The attackers used social engineering to access internal company tools, but it’s not known if the tools provided full access or if there were limitations in what the attackers could do at that point. The fact that Twitter does not offer end-to-end encryption for direct messages increases the likelihood that attackers were able to see the contents of the messages. End-to-end encryption is a way to protect the data as it travels from one location to another. The message’s contents are encrypted on a user’s device, and only the intended recipient can decrypt the message to read it. If end-to-end encryption had been in place for direct messages, the attackers may been able to see in the internal tool that there were messages, but not know what the messages actually said.
“We don't know the full extent of the attack, but Twitter wouldn't have to worry about whether or not the attacker read, changed, or exfiltrated DMs if they had end-to-end encryption for DMs like we've asked them to,” the Electronic Frontier Foundation (EFF) said in an emailed statement. Eva Galperin, EFF’s director of cybersecurity said the EFF asked Twitter to begin encrypting DMs as part of the EFF’s Fix It Already campaign in 2018.
“They did not fix it," Galperin said.
Providing end-to-end encryption for direct messages is not an unsurmountable challenge for Twitter, says Richard White, adjunct professor of cybersecurity at University of Maryland Global Campus. Encrypting data in motion can be complex, as it takes a lot of resources and memory for the devices to perform real-time decryption. But many messaging platforms have successfully implemented end-to-end encryption. There are also services that have addressed the challenge of having encrypted messages accessible from multiple devices. The real issue is the magnitude of Twitter’s reach, complexity of infrastructure, and the sheer number of global users, White says. Scaling up what has worked in other cases is not straightforward because the issues become more complex, making the changes “more time-consuming and costly,” White said.
Twitter was working on end-to-end encrypted direct messages back in 2018, Sen. Ron Wyden in a statement. It is not clear if the project was still underway at the time of the hack or if it had been shuttered.
“If hackers gained access to users' DMs, this breach could have a breathtaking impact for years to come, Wyden said
It is possible the Bitcoin scam was a “head-turning attack” that acted as a smokescreen to hide the attackers’ true objectives, says White. There is precedent for this kind of subterfuge, such as the distributed denial-of-service attack against Sony in 2011, during which attackers compromised 101 million user accounts. Back in 2013, Gartner analyst Avivah Litan warned that criminals were using DDoS attacks to distract bank security staff from detecting fraudulent money transfers.
“Attackers making a lot of noise in one area while secretly coming in from another is a very effective tactic,” White said.

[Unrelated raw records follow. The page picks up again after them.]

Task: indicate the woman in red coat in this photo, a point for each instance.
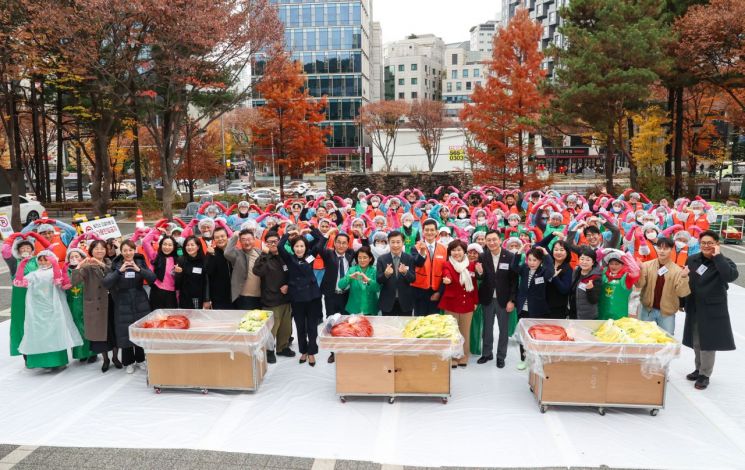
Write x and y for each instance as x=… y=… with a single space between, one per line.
x=459 y=291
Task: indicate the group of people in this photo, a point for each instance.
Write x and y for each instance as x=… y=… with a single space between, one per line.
x=484 y=255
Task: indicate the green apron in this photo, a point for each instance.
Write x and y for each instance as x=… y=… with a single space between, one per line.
x=18 y=311
x=75 y=301
x=614 y=299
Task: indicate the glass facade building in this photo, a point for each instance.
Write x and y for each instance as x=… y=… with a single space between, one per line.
x=331 y=39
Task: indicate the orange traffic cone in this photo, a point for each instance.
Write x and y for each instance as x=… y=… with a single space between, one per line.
x=139 y=220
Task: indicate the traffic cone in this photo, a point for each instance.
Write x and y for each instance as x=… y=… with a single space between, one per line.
x=139 y=220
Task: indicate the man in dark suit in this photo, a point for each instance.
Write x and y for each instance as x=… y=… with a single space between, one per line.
x=395 y=275
x=497 y=294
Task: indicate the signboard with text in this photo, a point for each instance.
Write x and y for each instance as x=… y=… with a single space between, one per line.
x=105 y=228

White says it’s unlikely that this attack was intended as a distraction because it was too noisy. Being that obvious undermines the effectiveness of the diversion as it doesn’t give attackers time to carry out their activities. A diversion should not attract attention to the very accounts being targeted.
However, that doesn’t mean the attackers didn’t access any of the direct messages belonging to the victims, and that doesn’t mean the attackers won’t do something with the direct messages now, even if that hadn’t been their primary goal.
“It is unclear what other nefarious activities the attackers may have done behind the scenes,” Heinemeyer said.